Mãe de crianças autistas denuncia condomínio por discriminação

Mãe de crianças autistas denuncia condomínio por discriminação

Uma mãe de duas crianças autistas denunciou o condomínio onde morava, em Natal, por discriminação e violação de direitos de pessoas com deficiência, após receber a sugestão de se mudar para uma casa e ser informada de que seria multada por causa dos barulhos provocados pelos filhos ao longo do dia. De acordo com a dona de casa, o condomínio sabia que as crianças tinham autismo desde quando ela passou a morar lá, há cerca de um ano e quatro meses.

O condomínio fica no bairro Pitimbu, na Zona Sul de Natal. Ao G1, a mulher afirmou que foi morar no local porque fica perto da escola onde seus filhos - um menino de 10 anos e uma menina de 5 - estudam. A instituição foi a única a aceitar a matrícula do garoto após outras 20 negarem, segundo ela. "Na escola, ele não tem problema com ninguém. Todos o tratam muito bem", afirma.

Ainda de acordo com a mãe, no início não houve problemas com os vizinhos, porque os filhos passavam a maior parte do dia fora de casa, na escola e nas instituições onde fazem tratamento para o Transtorno do Espectro Autista (TEA). Porém, durante a pandemia do novo coronavírus, as crianças ficaram a maior parte do dia em casa, o que gerou reclamação dos vizinhos.

De acordo com a mãe, as crianças têm dificuldade de relacionamento e comunicação. Apesar disso, apresentam cada vez mais melhoras, por causa dos tratamentos. "Com a mudança da rotina, meu filho ficou bastante agitado, mas nem estava sempre em casa, porque passava dias na casa da avó e outros aqui", diz.

Com as reclamações dos vizinhos se tornando mais frequentes, em junho, a mãe afirma que pediu autorização da síndica para colocar um cartaz na entrada do bloco de apartamentos informando que seus filhos são autistas.

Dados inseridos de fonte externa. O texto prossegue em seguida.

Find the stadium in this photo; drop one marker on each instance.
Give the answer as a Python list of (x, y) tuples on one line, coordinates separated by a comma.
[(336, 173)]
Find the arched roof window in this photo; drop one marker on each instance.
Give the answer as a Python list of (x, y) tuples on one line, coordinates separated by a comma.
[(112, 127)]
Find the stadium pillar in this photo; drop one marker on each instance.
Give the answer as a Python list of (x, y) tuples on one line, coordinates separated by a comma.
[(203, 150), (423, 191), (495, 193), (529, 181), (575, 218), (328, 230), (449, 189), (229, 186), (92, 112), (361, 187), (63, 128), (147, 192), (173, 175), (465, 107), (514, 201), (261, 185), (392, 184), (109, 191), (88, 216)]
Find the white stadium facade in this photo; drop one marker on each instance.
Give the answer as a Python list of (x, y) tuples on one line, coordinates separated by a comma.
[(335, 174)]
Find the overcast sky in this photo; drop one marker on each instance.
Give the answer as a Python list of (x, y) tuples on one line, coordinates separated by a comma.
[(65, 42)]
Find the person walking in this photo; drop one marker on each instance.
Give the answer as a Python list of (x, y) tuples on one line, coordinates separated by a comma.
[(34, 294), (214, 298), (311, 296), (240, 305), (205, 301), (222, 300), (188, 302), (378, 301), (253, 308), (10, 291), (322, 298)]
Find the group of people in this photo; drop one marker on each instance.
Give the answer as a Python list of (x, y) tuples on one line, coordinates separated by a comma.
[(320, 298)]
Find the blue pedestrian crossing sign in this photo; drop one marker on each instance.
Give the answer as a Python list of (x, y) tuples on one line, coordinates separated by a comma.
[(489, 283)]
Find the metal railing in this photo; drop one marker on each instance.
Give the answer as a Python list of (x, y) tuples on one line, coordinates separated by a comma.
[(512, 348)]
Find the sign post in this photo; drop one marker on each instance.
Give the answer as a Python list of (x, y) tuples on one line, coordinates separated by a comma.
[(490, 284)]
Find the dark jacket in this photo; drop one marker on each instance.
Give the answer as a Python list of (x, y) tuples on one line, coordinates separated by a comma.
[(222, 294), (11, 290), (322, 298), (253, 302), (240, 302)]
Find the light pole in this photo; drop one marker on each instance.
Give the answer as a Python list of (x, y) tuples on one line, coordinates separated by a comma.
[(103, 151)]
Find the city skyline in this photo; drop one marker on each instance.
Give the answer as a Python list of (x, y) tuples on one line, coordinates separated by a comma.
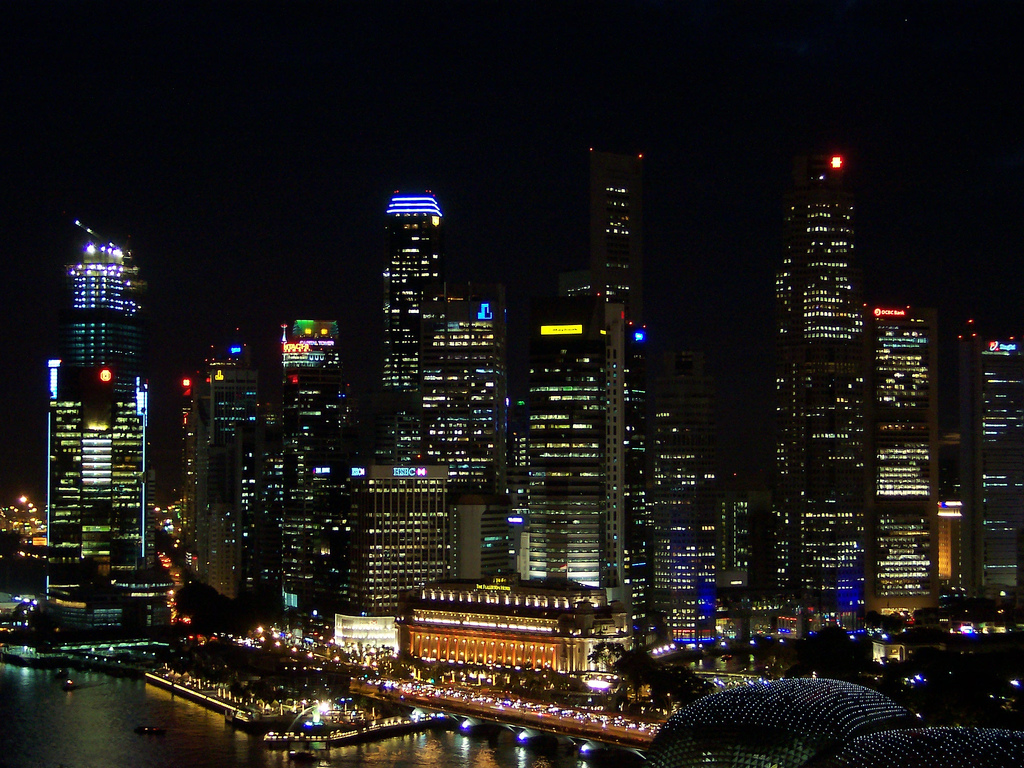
[(916, 104)]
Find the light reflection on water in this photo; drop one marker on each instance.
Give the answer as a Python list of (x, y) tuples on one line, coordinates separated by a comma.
[(42, 726)]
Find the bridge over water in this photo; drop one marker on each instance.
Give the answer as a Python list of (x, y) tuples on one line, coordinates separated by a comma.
[(589, 729)]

Porém, em resposta, a síndica sugeriu que ela procurasse uma casa para morar, porque nenhum morador seria obrigado a "aguentar gritos e barulhos".

"Não é porque seus filhos tem problemas que os vizinhos tem que aguentar não. Esses dias recebi várias reclamações, muitos gritos e muitos barulhos vindo do seu apto. Aqui é um condomínio, aqui tem normas. Os vizinhos me reclamam demais e com razão. Então você como mãe tem que conversar com eles. Sabe (nome suprimido), o ideal é você morar em uma casa, pois não tem normas e em condomínio sempre terá normas. Ninguém tem o direito de aguentar gritos e barulhos, tem morador que não pode assistir uma TV por causa do barulho", dizia a mensagem recebida por ela.

A dona de casa afirma que ficou em choque ao receber a resposta. No dia seguinte, ela recebeu outra mensagem, dessa vez da dona do apartamento, que era alugado, informando que o condomínio entrou em contato para avisar que seria notificada e multada por causa do barulho.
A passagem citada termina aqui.